Colin Dunn
July 31, 2022
min read

Wherever you are consuming the news this week, you'll be seeing the same thing. The words "teetering on the brink of a recession" are popping up with alarming frequency, whether that be in the US, Europe, the UK, China, Australia...

So, how do you respond? Here is a grab-bag of thoughts:

  1. You would expect nothing less from us at ReNew - it starts with MINDSET! Our observations over a combined 50+ years of working in and with the accounting profession are that when the economy is bad, most accountants take the view that their clients won't want to hear from them and will certainly not want to pay for additional services. In other words, they put their tails between their legs and slink away. We've found that the firms that flourish in down economies are those that take the view that their clients need them more than ever - and they get on the front foot to offer help. I was fortunate to 'grow up' in a mid-sized firm in the early '90s in the UK, a very tricky time to navigate. We had work coming out of our ears and were growing at 25% a year because we were constantly thinking about what help our target clients needed, and proactively approaching them to offer that help.
  2. PARETO becomes more important than ever. If you take the view that your target clients need more help, you physically can't do that if you are entangled with clients in the Danger and Insanity Zones. If these terms are unfamiliar to you, get in touch to see what your firm's Insanity Zone looks like.
  3. Stay close to the numbers. Booming economies can cover a multitude of sins. Business clients get away with poor pricing, lack of cost control, undisciplined discounting or ineffective marketing campaigns because there is enough revenue to get by and make a living. Your high-net-worth individual clients similarly fall into the trap of indisciplined spending or poor investment strategies when their income is strong. What if you met with your top 10 clients and took them through an exercise to see what would happen if sales volume or income dropped by 25%? Or showed them their breakeven sales price. Or explained how many customers they could afford to lose if they increased their prices by 15% before they were worse off? All of this is numbers-based advisory work, which you can scale. Adapt for your target clients.
  4. Leverage technology. Clients are much more receptive to remote CHECK-INS (rather than face-to-face MEETINGS) than they were prior to the pandemic. So, use that to your advantage.
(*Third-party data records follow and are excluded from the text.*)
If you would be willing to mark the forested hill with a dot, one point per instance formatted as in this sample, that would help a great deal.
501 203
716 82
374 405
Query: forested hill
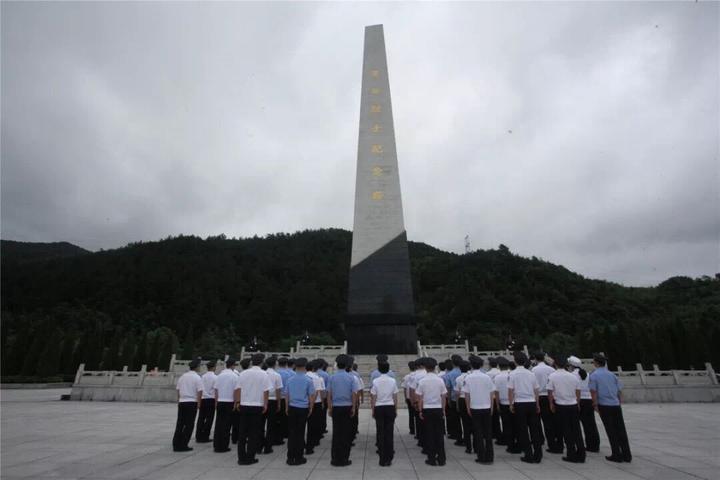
139 303
25 251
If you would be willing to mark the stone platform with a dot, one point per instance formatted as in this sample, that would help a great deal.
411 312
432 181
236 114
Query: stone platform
45 438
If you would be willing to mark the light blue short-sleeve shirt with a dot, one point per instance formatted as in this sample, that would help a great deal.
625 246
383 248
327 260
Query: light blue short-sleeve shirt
607 386
299 388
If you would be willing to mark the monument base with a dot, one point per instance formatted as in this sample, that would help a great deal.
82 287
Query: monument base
388 334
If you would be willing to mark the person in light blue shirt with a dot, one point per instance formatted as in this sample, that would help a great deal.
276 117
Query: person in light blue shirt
605 389
452 418
342 391
300 398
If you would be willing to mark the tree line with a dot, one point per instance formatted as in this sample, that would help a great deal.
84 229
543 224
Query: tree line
192 296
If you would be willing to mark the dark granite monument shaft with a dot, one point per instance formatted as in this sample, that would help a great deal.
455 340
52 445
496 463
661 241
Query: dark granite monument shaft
381 314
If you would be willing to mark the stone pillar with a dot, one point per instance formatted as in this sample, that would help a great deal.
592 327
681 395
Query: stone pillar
381 312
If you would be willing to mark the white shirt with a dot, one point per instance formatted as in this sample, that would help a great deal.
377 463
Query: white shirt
253 383
415 378
384 389
319 385
584 387
189 385
523 383
542 371
480 387
224 385
275 383
406 384
208 381
563 385
500 381
459 384
431 388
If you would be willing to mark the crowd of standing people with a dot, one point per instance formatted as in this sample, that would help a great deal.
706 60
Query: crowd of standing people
526 407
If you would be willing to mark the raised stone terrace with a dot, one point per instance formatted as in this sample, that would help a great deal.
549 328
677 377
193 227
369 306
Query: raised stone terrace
44 438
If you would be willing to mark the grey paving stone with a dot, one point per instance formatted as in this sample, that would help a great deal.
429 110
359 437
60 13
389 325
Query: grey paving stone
44 438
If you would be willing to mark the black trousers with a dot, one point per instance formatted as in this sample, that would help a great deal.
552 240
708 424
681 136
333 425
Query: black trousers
467 424
270 425
342 434
282 420
297 419
249 432
384 425
497 431
569 419
184 425
221 436
411 416
508 428
454 429
527 420
614 423
315 427
434 443
234 425
587 419
206 415
553 434
482 426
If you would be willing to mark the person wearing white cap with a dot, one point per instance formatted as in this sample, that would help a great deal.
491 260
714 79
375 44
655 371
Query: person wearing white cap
587 412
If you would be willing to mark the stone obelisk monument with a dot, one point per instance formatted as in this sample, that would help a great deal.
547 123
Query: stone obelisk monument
381 314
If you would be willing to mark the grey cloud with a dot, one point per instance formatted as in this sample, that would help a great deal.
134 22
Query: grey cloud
583 133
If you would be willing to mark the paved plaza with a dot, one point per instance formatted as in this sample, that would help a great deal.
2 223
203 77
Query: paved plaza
46 438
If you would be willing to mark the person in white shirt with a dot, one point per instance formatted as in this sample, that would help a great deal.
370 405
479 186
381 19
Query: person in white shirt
509 438
431 394
224 388
465 420
206 414
314 425
564 395
271 425
383 402
479 395
405 385
523 390
552 431
251 401
587 412
189 388
497 432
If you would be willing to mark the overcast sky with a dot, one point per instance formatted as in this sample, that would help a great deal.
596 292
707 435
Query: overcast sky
582 133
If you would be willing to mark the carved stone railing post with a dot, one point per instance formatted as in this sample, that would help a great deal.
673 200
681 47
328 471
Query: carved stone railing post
711 373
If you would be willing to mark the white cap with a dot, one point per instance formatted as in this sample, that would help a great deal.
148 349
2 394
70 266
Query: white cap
574 361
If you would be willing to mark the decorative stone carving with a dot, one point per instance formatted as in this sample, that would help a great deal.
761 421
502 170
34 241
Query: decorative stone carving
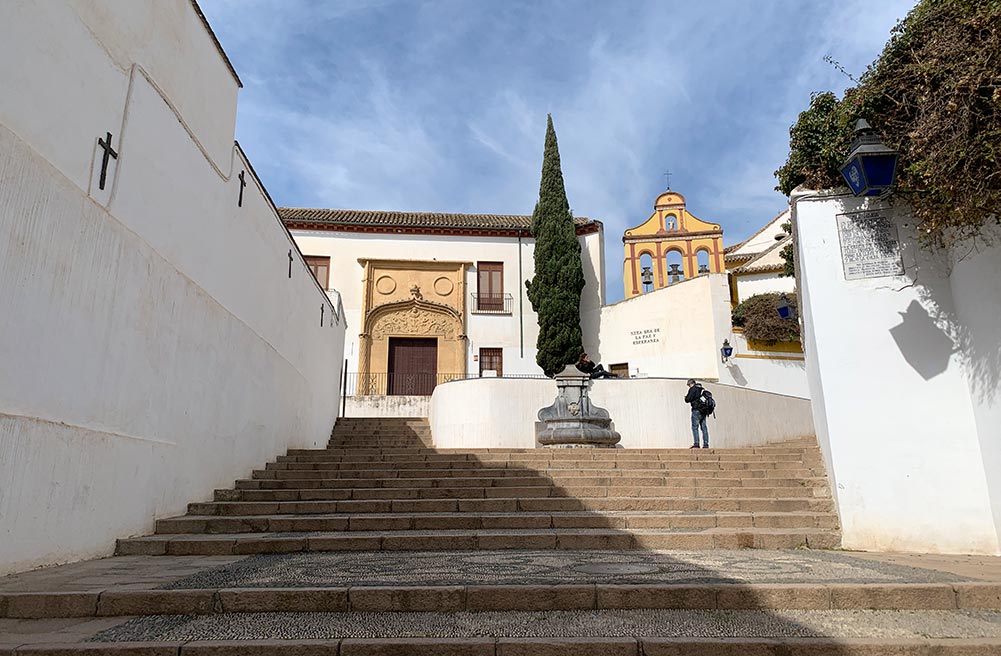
443 286
415 320
572 420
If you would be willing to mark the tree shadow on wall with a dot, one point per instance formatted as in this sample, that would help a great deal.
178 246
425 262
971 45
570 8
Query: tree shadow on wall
922 343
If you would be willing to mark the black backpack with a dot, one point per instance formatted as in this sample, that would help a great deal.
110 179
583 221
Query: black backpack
706 404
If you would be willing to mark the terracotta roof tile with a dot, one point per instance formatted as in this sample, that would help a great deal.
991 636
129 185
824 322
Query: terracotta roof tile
359 217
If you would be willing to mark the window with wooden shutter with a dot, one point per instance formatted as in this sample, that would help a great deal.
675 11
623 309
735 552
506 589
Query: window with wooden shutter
320 266
489 286
491 360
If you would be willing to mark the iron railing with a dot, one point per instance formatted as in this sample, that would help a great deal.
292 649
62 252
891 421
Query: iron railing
491 303
419 385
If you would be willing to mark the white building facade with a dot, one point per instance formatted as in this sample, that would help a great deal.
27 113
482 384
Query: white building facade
461 276
904 364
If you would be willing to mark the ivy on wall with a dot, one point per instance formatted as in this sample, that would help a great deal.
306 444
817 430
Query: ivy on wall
934 94
759 316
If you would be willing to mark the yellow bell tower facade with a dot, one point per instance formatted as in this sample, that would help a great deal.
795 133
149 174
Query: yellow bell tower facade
679 245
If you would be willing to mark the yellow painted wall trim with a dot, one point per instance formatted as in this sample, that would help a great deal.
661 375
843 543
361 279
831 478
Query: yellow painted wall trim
757 357
778 347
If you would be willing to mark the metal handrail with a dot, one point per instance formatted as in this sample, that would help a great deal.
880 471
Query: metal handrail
358 384
491 303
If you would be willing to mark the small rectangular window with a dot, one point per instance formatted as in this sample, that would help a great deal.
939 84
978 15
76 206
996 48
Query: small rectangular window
320 266
491 360
489 286
620 370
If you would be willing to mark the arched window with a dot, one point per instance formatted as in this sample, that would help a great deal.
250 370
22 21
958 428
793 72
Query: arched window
702 256
647 272
676 266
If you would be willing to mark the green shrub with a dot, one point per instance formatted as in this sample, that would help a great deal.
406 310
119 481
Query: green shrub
759 316
934 94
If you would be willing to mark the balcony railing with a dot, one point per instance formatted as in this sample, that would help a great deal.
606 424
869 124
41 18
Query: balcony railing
418 385
491 303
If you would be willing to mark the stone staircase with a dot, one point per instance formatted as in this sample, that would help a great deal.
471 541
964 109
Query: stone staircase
380 485
381 545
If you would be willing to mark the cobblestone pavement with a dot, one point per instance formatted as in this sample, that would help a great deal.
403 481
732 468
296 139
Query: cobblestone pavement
637 623
554 567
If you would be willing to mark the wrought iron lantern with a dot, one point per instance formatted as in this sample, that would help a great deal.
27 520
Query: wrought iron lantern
647 276
727 351
871 167
676 273
785 308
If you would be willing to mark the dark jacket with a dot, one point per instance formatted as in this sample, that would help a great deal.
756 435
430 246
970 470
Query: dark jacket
693 396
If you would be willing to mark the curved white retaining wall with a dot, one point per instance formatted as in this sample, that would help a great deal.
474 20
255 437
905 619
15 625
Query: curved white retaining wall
153 344
648 413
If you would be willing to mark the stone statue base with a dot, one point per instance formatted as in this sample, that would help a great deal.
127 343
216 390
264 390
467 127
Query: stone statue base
572 421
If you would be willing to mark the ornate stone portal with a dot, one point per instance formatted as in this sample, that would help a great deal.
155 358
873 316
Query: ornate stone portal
410 298
572 420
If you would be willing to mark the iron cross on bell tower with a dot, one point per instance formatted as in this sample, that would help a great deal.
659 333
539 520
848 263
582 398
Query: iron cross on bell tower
109 152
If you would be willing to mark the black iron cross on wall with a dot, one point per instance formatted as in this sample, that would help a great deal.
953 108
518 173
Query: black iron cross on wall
239 203
108 152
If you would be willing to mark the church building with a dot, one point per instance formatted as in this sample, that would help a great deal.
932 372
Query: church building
432 296
670 246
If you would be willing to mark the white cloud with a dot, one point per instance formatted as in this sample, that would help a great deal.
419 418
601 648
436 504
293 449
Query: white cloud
441 105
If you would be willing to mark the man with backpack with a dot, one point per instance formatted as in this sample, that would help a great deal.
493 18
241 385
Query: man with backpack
703 406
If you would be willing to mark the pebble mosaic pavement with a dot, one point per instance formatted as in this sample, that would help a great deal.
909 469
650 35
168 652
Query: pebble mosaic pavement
553 568
635 623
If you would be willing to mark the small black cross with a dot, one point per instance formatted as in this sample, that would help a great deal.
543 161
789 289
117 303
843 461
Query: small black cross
108 152
239 203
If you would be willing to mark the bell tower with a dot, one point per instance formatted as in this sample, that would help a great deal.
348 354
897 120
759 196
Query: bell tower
671 246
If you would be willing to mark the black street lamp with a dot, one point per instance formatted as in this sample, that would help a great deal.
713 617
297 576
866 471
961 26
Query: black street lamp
785 308
647 276
727 351
871 166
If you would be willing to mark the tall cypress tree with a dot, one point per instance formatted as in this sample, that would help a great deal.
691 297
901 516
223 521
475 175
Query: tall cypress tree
555 291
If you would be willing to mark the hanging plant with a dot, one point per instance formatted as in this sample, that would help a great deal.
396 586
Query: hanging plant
759 316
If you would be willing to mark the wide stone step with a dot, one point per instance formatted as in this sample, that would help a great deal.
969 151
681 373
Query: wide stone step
224 634
558 474
314 503
477 598
562 453
536 539
544 491
331 480
557 465
195 524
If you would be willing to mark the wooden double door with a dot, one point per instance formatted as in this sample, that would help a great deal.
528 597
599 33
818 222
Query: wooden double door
412 366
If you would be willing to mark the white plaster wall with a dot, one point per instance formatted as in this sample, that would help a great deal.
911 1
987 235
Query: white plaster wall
55 53
893 408
648 413
766 238
154 345
685 316
517 333
974 281
755 283
761 370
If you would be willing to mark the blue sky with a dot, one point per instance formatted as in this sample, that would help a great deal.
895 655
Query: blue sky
440 105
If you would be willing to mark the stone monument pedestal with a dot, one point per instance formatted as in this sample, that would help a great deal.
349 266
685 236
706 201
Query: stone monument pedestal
572 420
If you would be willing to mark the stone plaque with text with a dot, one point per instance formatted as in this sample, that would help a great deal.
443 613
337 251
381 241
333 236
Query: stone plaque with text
646 336
869 245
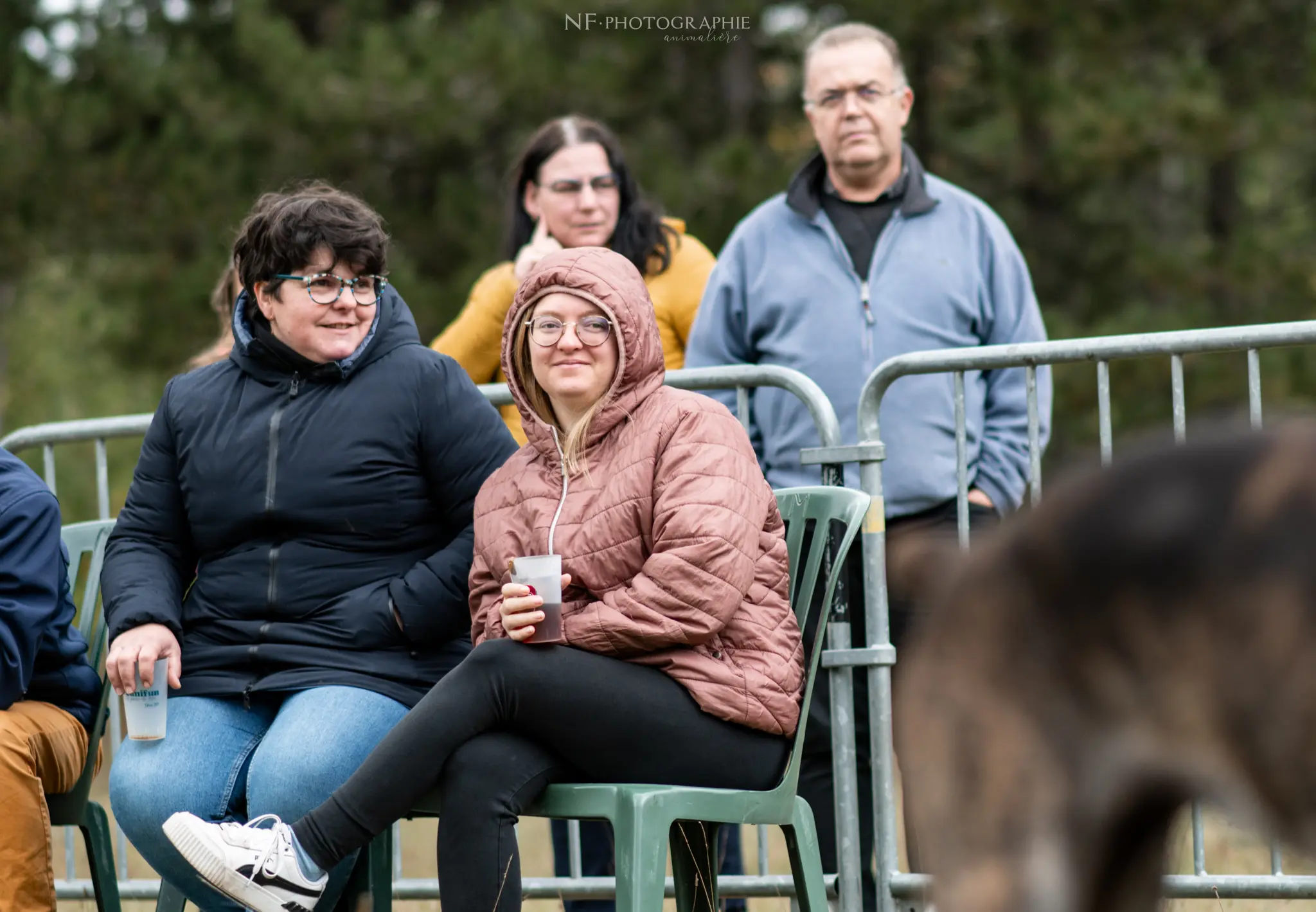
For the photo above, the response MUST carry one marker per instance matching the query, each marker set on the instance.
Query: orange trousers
(42, 749)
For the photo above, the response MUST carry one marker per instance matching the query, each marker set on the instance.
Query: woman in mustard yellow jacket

You'll gain some efficiencies too. There's research that suggests that the average length of a Zoom meetings can be over 50% shorter than the equivalent face-to-face. People are more inclined to get to the point quickly on a video call. And that's before you factor in any travel time.
  5. Learn advisory skills and teach your team. Our members use our ReNew Your Advisory online training program to learn basic business advisory skills.

In summary, take control, with a mindset that your clients absolutely need you, clear the decks by weeding out the insanity, and get clarity on your advisory offering. When the rest of the profession is taking a step back, it's very easy to stand out just by taking one step forward.